- The Washington Times - Sunday, March 27, 2005

TAIPEI, Taiwan — Hundreds of thousands of people chanting “Oppose war, Love Taiwan” joined President Chen Shui-bian yesterday to protest China’s anti-secession law that sanctions the use of force against the island.

Mr. Chen’s ruling Democratic Progressive Party hopes the protest will draw international attention to the new law and put pressure on China to scrap it.

Organizers said 1 million people joined the show of people power against Beijing’s military threat, but Taipei police estimated the crowd at just more than 240,000.

“I am here to protest against a barbaric China, which looks down upon the Taiwanese people,” said businessman Fan Wen-yi, 70, adding he was not affiliated with any political party and had never participated in a protest before. “The anti-secession law, simply put, is a law that authorizes war.”

The protesters chanted slogans and waved green flags that read “democracy, peace, protect Taiwan” as they marched toward the presidential office from 10 locations around the capital, symbolizing the 10 clauses of the anti-secession law.

Many brought their children and pets to the “democratic carnival.” Scores of children bared bottoms plastered with anti-missile stickers, while a handful of angry protesters set fire to Chinese flags.

Mr. Chen and his family, surrounded by 500 security guards, joined the marchers. Holding two green inflated batons, Mr. Chen joined the crowd in singing songs in the Taiwanese dialect.

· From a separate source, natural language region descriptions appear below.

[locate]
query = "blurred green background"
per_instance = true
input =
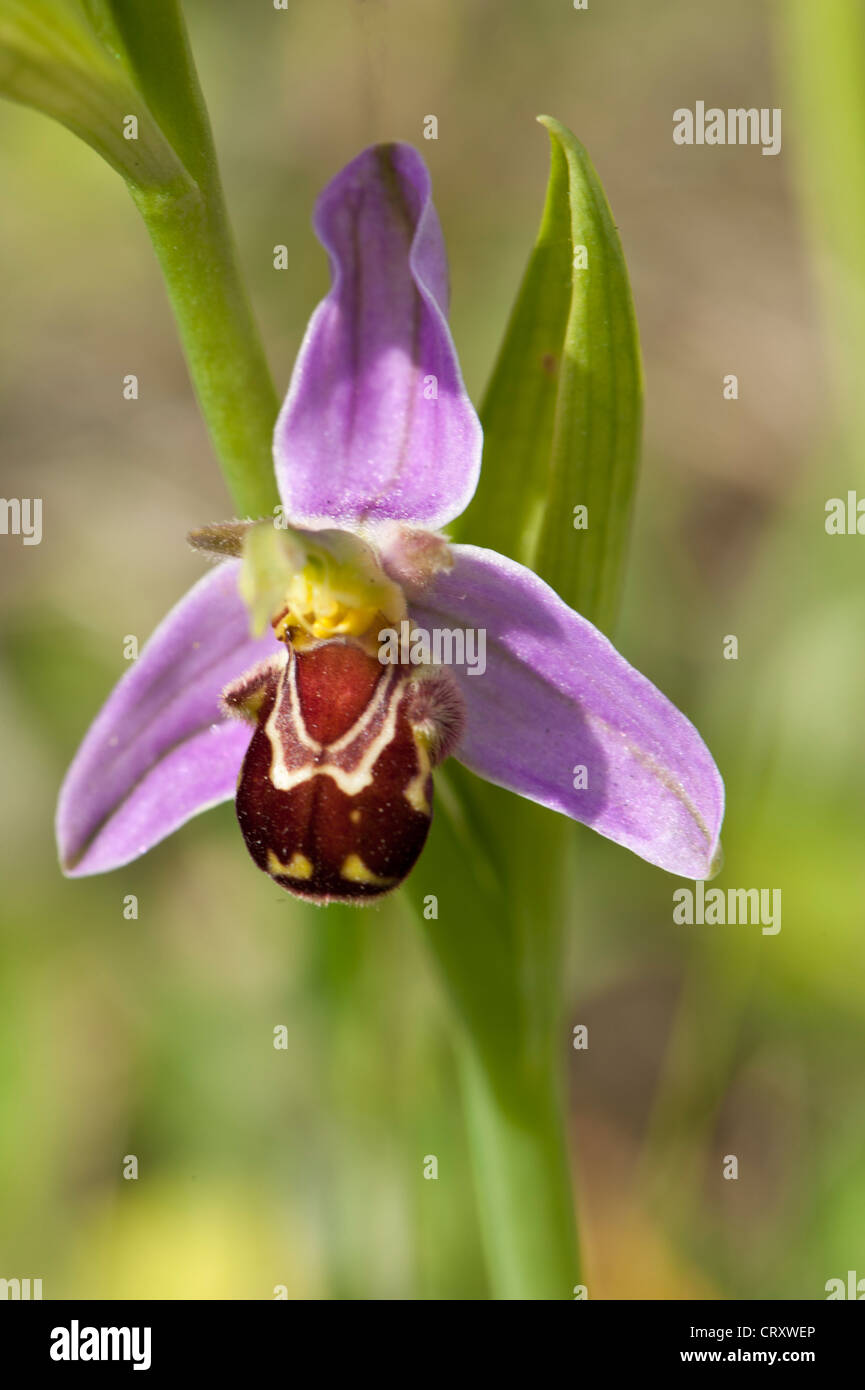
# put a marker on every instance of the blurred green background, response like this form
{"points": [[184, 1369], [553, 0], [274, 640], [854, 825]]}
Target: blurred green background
{"points": [[303, 1166]]}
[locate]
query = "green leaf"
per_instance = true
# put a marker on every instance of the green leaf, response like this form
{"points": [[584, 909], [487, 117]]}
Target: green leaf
{"points": [[562, 414], [57, 56]]}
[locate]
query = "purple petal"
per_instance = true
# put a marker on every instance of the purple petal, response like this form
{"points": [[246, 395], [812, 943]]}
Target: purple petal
{"points": [[556, 697], [162, 749], [360, 437]]}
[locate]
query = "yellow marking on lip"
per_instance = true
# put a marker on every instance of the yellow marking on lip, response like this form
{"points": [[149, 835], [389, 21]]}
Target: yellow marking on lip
{"points": [[355, 870], [296, 868]]}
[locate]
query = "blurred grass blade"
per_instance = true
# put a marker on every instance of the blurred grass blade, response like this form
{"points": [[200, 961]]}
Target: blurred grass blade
{"points": [[562, 414]]}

The rally dispersed peacefully after a giant red balloon in the shape of a sea urchin, symbolizing Chinese missile threats, was deflated.

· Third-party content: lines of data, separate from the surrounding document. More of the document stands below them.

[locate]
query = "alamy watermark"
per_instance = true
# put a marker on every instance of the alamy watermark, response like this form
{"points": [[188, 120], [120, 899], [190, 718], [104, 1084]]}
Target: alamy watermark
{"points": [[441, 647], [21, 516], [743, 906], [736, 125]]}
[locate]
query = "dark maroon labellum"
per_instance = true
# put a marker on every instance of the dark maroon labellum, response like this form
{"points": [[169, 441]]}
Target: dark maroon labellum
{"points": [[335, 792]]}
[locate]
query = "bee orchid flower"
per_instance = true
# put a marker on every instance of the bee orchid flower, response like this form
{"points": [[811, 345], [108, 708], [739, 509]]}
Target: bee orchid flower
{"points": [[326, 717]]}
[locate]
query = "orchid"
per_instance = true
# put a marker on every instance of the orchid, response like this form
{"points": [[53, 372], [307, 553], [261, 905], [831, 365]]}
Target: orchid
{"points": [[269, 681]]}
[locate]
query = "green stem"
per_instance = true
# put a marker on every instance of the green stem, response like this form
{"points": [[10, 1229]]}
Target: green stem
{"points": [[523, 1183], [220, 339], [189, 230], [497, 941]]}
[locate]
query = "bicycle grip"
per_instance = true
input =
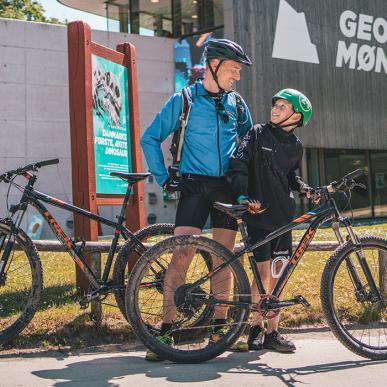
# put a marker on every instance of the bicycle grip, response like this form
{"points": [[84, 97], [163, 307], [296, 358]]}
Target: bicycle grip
{"points": [[47, 162], [355, 174]]}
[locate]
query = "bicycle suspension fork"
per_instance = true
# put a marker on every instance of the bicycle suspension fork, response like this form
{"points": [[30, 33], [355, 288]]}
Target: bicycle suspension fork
{"points": [[361, 258], [14, 226]]}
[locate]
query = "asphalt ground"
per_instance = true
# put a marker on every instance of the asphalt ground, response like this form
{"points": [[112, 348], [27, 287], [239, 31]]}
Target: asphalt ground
{"points": [[320, 360]]}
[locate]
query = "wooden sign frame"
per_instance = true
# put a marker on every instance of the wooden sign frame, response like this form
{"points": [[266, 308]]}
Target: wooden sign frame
{"points": [[80, 51]]}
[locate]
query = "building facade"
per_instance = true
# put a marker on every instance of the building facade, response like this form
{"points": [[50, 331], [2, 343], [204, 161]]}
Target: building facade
{"points": [[332, 51]]}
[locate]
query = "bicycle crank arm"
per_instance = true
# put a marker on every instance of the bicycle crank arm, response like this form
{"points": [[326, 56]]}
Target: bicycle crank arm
{"points": [[298, 300]]}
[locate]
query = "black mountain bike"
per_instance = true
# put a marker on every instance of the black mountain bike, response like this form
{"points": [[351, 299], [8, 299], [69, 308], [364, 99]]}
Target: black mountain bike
{"points": [[353, 287], [21, 277]]}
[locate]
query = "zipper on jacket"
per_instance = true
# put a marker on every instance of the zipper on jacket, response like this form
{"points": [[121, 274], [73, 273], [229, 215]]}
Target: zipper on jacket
{"points": [[219, 158]]}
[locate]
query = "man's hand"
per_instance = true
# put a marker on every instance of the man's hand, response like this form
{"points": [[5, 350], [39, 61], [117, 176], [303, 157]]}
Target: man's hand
{"points": [[172, 185], [314, 197], [254, 206]]}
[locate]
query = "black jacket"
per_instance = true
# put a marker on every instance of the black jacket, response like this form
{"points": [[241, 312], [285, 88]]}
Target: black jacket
{"points": [[263, 167]]}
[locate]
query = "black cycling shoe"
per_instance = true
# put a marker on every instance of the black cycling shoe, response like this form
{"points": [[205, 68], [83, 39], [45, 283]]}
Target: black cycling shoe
{"points": [[255, 340], [277, 342]]}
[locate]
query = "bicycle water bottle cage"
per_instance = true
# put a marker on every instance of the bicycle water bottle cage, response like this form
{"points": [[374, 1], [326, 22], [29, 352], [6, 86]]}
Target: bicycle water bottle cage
{"points": [[284, 262], [78, 249]]}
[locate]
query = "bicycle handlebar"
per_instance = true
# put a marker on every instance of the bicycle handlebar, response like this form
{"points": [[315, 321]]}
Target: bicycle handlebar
{"points": [[27, 168], [345, 182]]}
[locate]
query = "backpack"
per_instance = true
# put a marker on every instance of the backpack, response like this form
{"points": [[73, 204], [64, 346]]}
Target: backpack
{"points": [[178, 136]]}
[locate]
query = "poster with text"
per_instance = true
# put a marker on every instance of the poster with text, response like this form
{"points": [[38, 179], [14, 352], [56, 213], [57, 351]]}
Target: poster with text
{"points": [[111, 125]]}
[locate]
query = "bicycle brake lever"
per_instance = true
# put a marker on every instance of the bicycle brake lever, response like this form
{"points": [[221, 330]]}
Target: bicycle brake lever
{"points": [[360, 185]]}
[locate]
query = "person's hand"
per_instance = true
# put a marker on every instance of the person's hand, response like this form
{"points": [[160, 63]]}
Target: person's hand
{"points": [[314, 197], [172, 185], [254, 206]]}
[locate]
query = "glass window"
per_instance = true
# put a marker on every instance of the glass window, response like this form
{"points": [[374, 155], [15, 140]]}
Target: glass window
{"points": [[340, 162], [379, 182], [198, 15], [151, 17]]}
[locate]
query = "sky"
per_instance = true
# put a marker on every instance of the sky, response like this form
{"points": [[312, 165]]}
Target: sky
{"points": [[54, 9]]}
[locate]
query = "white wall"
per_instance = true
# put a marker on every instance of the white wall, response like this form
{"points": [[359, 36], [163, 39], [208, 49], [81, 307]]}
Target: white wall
{"points": [[34, 108]]}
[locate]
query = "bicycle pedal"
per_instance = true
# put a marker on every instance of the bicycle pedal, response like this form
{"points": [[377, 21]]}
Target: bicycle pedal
{"points": [[84, 304], [301, 300]]}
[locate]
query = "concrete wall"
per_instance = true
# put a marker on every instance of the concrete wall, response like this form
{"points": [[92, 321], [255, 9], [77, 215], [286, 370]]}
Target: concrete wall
{"points": [[348, 98], [34, 108]]}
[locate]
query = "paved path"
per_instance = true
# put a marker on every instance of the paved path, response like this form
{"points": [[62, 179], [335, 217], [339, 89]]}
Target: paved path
{"points": [[320, 360]]}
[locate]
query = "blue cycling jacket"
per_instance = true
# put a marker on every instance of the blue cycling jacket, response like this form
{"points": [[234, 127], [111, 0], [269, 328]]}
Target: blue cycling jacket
{"points": [[208, 141]]}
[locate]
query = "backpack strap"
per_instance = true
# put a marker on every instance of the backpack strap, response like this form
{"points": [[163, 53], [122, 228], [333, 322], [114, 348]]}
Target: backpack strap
{"points": [[239, 106], [178, 136]]}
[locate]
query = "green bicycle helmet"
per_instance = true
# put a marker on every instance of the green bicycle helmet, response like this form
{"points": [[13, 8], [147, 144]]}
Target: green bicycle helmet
{"points": [[300, 102]]}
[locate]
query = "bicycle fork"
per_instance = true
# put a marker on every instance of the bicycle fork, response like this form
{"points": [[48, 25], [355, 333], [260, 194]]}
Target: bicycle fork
{"points": [[361, 295]]}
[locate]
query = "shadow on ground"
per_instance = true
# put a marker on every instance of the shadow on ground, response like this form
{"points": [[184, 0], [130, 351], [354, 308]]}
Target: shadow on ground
{"points": [[109, 371]]}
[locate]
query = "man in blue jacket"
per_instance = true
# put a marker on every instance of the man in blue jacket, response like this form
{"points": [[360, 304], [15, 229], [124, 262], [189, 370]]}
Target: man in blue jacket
{"points": [[215, 123]]}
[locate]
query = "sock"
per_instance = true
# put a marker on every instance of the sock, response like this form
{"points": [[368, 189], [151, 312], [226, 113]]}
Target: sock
{"points": [[165, 328], [219, 322]]}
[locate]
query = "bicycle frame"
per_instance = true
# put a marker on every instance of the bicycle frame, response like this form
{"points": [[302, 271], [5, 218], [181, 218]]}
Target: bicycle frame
{"points": [[35, 198], [321, 214]]}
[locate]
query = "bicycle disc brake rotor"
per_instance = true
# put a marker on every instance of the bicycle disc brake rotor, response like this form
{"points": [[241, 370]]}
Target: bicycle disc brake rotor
{"points": [[188, 302]]}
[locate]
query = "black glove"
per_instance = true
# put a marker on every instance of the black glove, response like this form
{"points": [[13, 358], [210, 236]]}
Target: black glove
{"points": [[307, 191], [172, 185]]}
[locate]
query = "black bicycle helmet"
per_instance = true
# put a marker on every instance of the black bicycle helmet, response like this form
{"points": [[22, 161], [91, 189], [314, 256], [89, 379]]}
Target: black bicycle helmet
{"points": [[227, 50], [224, 49]]}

The anti-secession bill approved by China’s parliament on March 14 is a bid to deter Mr. Chen from pushing for a formal split from China before the end of his term in 2008.

The law codified Beijing’s long-standing threat to attack Taiwan, authorizing the use of non-peaceful measures against the democratically ruled island if it pushes for formal statehood.

“Taiwan is in such a sad position. It’s like an international orphan. If we don’t stand up and fight, no one will fight for us,” said 23-year-old student Jonathan Lin. “We should not be afraid of China. If they invade, I am willing to fight to the last moment.”

China has claimed sovereignty over Taiwan since the Chinese Nationalists fled there at the end of a civil war in 1949. The Nationalist Party, which favors a more conciliatory stance toward Beijing, shunned the protest.

“China has never ruled Taiwan, not even for one day, yet they treat us as part of their territory,” said Huang Ming-yu, who took his wife and 2-year-old daughter to join the rally after a nearly 10-hour bus ride from the southern county of Pingtung.

The United States has criticized the anti-secession law, calling its passage unfortunate and a potential setback to cross-strait relations. Washington has urged the archrivals to resume fence-mending talks, stalled since 1999.

China’s state media quoted Chinese academics as saying the march could raise tensions and sour ties.

“The secessionist forces plot to stir up public sentiments to embolden themselves. Such moves are doomed to meet failure,” Huang Jiashu, a specialist on Taiwan from the People’s University, said in an interview with China’s official Xinhua news agency.

An influential Taiwanese businessman who had supported Mr. Chen’s presidential bid in 2000, warned that Taiwan independence could lead to war.

“I believe Taiwan’s economic development can’t be separated from the mainland. Taiwan independence will only lead Taiwan to war and drag the people to disaster,” Hsu Wen-long, the founder of Taiwan’s Chi Mei group, said in a letter yesterday.